Neighborhood component analysis (NCA) is a non-parametric and
embedded method for selecting features with the goal of maximizing
prediction accuracy of regression and classification algorithms. The Statistics and Machine Learning Toolbox™ functions `fscnca`

and `fsrnca`

perform
NCA feature selection with regularization to learn feature weights
for minimization of an objective function that measures the average
leave-one-out classification or regression loss over the training
data.

Consider a multi-class classification problem with a training
set containing *n* observations:

$$\begin{array}{l}S=\left\{\left({x}_{i},{y}_{i}\right),i=1,2,\dots ,n\right\}\hfill \end{array},$$

where $${x}_{i}\in {\mathbb{R}}^{p}$$ are
the feature vectors, $${y}_{i}\in \{1,2,\dots ,c\}$$ are
the class labels, and *c* is the number of classes.
The aim is to learn a classifier $$f:{\mathbb{R}}^{p}\to \{1,2,\dots ,c\}$$ that
accepts a feature vector and makes a prediction $$f\left(x\right)$$ for
the true label $$y$$ of $$x$$.

Consider a randomized classifier that:

Randomly picks a point, $$\text{Ref}\left(x\right)$$, from $$S$$ as the ‘reference point’ for $$x$$

Labels $$x$$ using the label of the reference point $$\text{Ref}\left(x\right)$$.

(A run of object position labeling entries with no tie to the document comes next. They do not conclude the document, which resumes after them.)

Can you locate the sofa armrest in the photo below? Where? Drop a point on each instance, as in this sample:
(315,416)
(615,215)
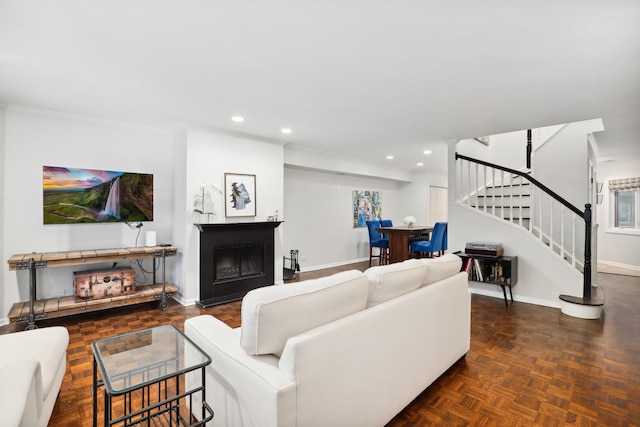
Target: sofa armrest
(242,389)
(21,394)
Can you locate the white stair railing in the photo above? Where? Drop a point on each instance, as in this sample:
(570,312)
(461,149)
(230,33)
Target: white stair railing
(521,200)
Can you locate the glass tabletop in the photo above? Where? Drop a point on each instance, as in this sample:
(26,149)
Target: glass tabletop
(140,358)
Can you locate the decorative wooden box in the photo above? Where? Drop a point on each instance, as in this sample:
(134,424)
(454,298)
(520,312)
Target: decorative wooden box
(99,284)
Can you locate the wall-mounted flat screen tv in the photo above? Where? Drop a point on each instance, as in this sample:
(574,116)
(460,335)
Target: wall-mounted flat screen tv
(73,196)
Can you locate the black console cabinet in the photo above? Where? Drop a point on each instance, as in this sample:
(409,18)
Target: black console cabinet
(502,271)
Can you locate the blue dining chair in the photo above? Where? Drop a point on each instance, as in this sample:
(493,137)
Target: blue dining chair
(386,223)
(376,240)
(445,239)
(431,246)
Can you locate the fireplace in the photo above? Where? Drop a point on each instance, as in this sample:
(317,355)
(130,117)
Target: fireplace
(234,259)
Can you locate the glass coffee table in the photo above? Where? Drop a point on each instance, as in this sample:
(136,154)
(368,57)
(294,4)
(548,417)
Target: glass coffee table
(143,378)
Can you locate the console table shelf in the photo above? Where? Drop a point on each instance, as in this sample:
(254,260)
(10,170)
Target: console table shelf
(34,309)
(52,308)
(507,265)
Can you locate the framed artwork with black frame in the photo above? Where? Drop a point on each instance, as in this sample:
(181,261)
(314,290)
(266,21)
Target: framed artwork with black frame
(240,195)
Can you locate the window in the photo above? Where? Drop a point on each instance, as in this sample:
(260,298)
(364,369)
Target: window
(625,203)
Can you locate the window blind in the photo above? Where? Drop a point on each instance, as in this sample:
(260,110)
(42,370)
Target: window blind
(626,184)
(438,204)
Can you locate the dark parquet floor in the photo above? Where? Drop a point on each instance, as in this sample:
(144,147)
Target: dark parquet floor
(527,366)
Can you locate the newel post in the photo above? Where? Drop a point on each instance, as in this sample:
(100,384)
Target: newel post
(586,291)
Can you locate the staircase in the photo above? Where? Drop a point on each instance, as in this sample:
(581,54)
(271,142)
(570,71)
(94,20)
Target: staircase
(509,201)
(521,200)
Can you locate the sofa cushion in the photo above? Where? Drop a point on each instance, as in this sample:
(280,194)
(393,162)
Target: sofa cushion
(440,267)
(47,345)
(270,315)
(390,281)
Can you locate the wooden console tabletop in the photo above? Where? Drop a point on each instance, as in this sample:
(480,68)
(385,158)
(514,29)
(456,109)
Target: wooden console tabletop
(90,256)
(32,310)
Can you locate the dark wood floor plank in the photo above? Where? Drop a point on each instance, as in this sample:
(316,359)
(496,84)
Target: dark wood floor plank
(527,366)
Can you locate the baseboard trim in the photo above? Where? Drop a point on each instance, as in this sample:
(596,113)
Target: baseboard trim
(332,265)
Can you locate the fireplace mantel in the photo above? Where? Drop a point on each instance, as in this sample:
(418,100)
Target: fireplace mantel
(225,225)
(235,258)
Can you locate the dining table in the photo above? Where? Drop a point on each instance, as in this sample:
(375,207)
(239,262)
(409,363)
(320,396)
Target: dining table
(399,239)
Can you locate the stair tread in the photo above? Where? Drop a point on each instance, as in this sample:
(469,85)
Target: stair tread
(597,298)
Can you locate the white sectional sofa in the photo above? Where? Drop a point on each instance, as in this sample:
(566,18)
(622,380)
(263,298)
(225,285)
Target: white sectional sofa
(32,366)
(351,349)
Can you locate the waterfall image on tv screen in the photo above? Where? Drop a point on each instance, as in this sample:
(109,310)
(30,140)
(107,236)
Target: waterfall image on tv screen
(72,196)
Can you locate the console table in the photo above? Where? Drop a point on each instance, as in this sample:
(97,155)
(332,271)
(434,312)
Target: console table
(32,310)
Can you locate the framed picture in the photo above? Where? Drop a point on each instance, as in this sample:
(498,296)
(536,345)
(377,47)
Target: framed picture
(367,205)
(240,195)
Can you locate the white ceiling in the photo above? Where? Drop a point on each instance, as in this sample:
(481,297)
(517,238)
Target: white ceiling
(357,78)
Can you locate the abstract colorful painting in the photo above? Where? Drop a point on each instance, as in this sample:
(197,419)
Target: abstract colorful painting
(367,205)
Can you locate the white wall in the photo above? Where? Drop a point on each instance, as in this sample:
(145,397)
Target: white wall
(36,138)
(208,155)
(2,205)
(562,163)
(616,249)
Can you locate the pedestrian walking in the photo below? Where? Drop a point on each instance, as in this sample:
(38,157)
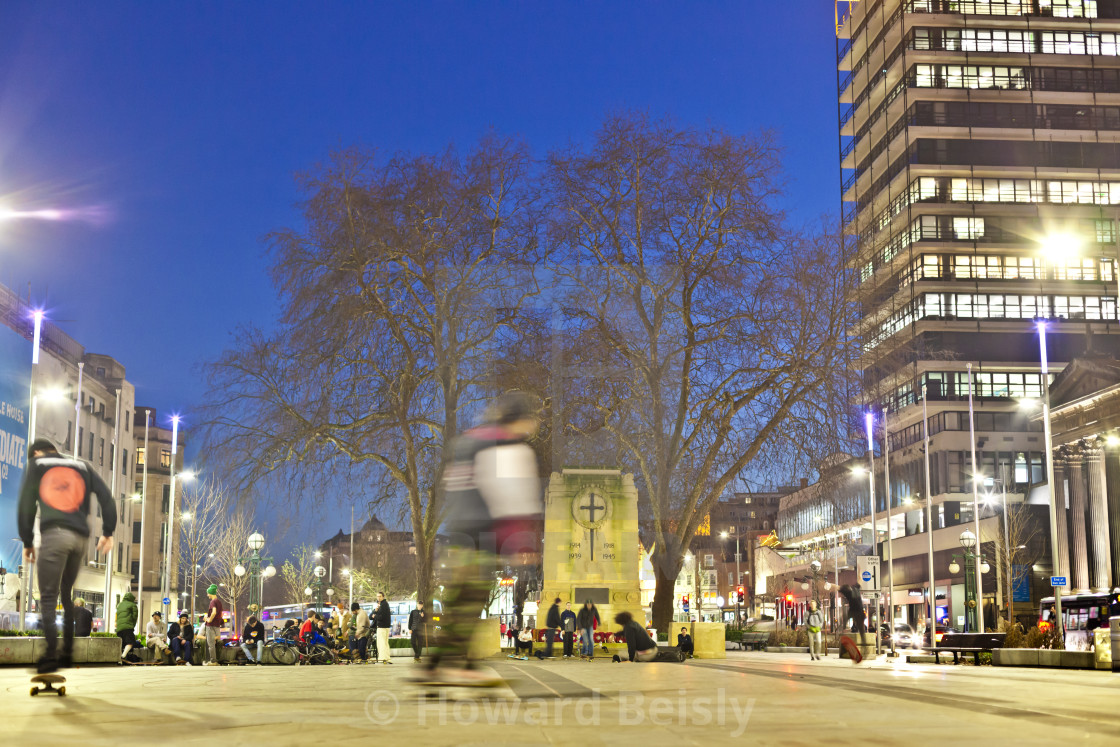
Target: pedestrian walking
(212,625)
(358,632)
(551,625)
(182,635)
(640,646)
(83,619)
(684,643)
(588,619)
(418,624)
(493,498)
(253,634)
(127,614)
(568,629)
(156,637)
(58,489)
(814,624)
(383,619)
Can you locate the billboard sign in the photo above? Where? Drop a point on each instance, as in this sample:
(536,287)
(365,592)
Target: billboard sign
(15,413)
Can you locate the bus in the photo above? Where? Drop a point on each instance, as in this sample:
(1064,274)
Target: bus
(1081,615)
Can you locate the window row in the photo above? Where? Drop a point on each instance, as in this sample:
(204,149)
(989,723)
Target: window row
(1051,8)
(997,267)
(992,306)
(1014,41)
(1009,422)
(978,189)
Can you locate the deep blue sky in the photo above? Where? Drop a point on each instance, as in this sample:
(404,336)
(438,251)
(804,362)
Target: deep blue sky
(176,128)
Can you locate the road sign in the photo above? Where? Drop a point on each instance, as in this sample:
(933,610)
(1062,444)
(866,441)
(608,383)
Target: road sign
(867,571)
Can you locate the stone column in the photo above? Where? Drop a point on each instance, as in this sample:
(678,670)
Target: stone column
(1099,515)
(1063,533)
(1079,549)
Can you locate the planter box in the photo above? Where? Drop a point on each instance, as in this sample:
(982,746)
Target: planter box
(1047,657)
(1078,660)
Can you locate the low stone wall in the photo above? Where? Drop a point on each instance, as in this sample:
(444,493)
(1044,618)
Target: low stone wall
(1046,657)
(28,650)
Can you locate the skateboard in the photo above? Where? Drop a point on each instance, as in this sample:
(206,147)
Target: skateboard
(851,650)
(48,681)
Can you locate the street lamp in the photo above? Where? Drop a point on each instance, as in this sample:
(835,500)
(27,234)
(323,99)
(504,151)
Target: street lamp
(170,513)
(973,566)
(257,576)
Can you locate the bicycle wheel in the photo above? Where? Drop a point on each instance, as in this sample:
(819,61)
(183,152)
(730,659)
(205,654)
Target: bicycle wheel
(322,654)
(283,653)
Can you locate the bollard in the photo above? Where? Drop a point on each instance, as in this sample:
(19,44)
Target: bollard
(1114,635)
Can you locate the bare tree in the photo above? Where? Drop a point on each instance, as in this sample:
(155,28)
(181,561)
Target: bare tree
(395,296)
(297,572)
(718,334)
(205,509)
(231,545)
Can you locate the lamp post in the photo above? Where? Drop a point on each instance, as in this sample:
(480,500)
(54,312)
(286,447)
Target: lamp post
(170,515)
(1048,441)
(738,576)
(317,587)
(973,563)
(976,497)
(26,594)
(257,575)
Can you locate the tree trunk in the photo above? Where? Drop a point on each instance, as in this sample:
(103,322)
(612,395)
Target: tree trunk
(662,607)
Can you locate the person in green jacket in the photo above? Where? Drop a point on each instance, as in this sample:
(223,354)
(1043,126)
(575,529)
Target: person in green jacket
(127,614)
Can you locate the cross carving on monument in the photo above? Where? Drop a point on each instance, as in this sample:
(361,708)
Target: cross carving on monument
(590,507)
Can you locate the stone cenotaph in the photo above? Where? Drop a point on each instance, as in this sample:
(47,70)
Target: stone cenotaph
(591,543)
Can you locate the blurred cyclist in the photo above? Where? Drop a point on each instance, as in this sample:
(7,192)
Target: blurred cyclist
(494,509)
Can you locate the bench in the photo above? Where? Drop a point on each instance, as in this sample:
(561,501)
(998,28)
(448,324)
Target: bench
(750,641)
(960,644)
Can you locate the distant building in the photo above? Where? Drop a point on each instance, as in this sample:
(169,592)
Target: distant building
(83,421)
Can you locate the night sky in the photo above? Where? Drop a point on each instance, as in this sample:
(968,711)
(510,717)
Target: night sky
(168,133)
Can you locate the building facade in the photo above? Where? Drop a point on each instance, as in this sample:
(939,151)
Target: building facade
(976,137)
(83,404)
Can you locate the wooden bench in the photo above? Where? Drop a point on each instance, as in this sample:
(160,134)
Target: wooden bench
(960,644)
(750,641)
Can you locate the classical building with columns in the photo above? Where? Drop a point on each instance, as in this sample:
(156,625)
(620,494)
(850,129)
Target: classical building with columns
(1085,423)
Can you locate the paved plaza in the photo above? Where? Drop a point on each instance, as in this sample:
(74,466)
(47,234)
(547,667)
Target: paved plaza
(748,698)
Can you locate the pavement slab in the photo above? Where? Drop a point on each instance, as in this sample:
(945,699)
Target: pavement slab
(781,699)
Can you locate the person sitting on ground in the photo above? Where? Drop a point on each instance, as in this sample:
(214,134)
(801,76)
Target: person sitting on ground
(182,635)
(524,641)
(640,645)
(126,627)
(83,619)
(156,633)
(307,628)
(684,642)
(290,629)
(253,634)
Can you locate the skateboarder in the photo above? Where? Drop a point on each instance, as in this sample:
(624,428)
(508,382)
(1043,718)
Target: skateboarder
(58,488)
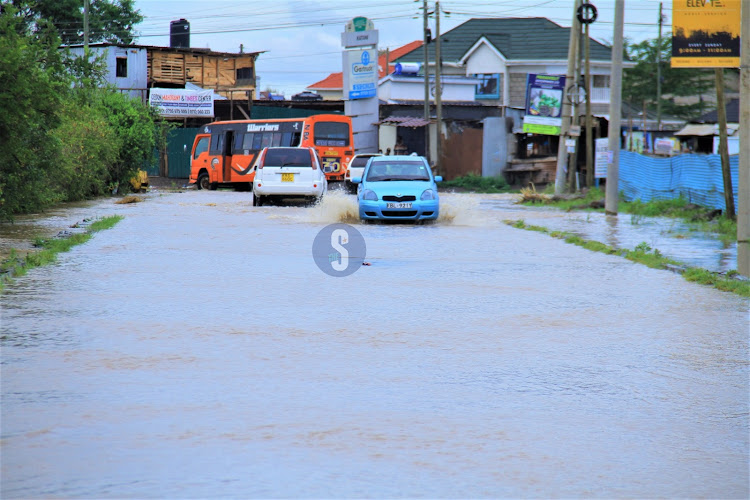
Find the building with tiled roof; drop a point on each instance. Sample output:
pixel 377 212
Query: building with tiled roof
pixel 501 52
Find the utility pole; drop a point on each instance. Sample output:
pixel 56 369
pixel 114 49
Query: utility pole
pixel 721 111
pixel 589 120
pixel 615 109
pixel 438 92
pixel 575 113
pixel 426 84
pixel 562 151
pixel 743 214
pixel 86 8
pixel 658 70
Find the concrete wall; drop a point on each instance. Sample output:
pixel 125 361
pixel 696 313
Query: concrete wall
pixel 494 146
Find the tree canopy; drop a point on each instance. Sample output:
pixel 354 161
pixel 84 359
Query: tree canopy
pixel 109 20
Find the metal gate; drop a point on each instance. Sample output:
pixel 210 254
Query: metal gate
pixel 179 146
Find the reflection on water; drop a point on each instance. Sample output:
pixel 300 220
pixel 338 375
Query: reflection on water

This scheme is similar to that of a 1-NN classifier where the reference point is chosen to be the nearest neighbor of the new point $$x$$. In NCA, the reference point is chosen randomly and all points in $$S$$ have some probability of being selected as the reference point. The probability $$P\left(\text{Ref}\left(x\right)=\text{}{x}_{j}|S\right)$$ that point $${x}_{j}$$ is picked from $$S$$ as the reference point for $$x$$ is higher if $${x}_{j}$$ is closer to $$x$$ as measured by the distance function $${d}_{w}$$, where

$${d}_{w}({x}_{i},{x}_{j})={\displaystyle \sum _{r=1}^{p}{w}_{r}^{2}}\left|{x}_{ir}-{x}_{jr}\right|,$$

and $${w}_{r}$$ are the feature weights. Assume that

$$\begin{array}{l}P\left(\text{Ref}\left(x\right)=\text{}{x}_{j}|S\right)\propto k\left({d}_{w}\left(x,{x}_{j}\right)\right)\hfill \end{array},$$

where $$k$$ is some kernel or a similarity function that assumes large values when $${d}_{w}\left(x,{x}_{j}\right)$$ is small. Suppose it is

$$k\left(z\right)=\mathrm{exp}\left(-\frac{z}{\sigma}\right),$$

as suggested in [1]. The reference point
for $$x$$ is
chosen from $$S$$,
so sum of $$P\left(\text{Ref}\left(x\right)=\text{}{x}_{j}|S\right)$$ for
all *j* must be equal to 1. Therefore, it is possible
to write

$$\begin{array}{l}P\left(\text{Ref}\left(x\right)=\text{}{x}_{j}|S\right)=\frac{k\left({d}_{w}\left(x,{x}_{j}\right)\right)}{{\displaystyle \sum _{j=1}^{n}k}\left({d}_{w}\left(x,{x}_{j}\right)\right)}\hfill \end{array}.$$

Now consider the leave-one-out application of this randomized classifier, that is, predicting the label of $${x}_{i}$$ using the data in $${S}^{-i}$$, the training set $$S$$ excluding the point $$\left({x}_{i},{y}_{i}\right)$$. The probability that point $${x}_{j}$$ is picked as the reference point for $${x}_{i}$$ is

$${p}_{ij}=P\left(\text{Ref}\left({x}_{i}\right)=\text{}{x}_{j}|{S}^{-i}\right)=\frac{k\left({d}_{w}\left({x}_{i},{x}_{j}\right)\right)}{{\displaystyle \sum _{j=1,j\ne i}^{n}k}\left({d}_{w}\left({x}_{i},{x}_{j}\right)\right)}.$$

The average leave-one-out probability of correct classification
is the probability $${p}_{i}$$ that
the randomized classifier correctly classifies observation *i* using $${S}^{-i}$$.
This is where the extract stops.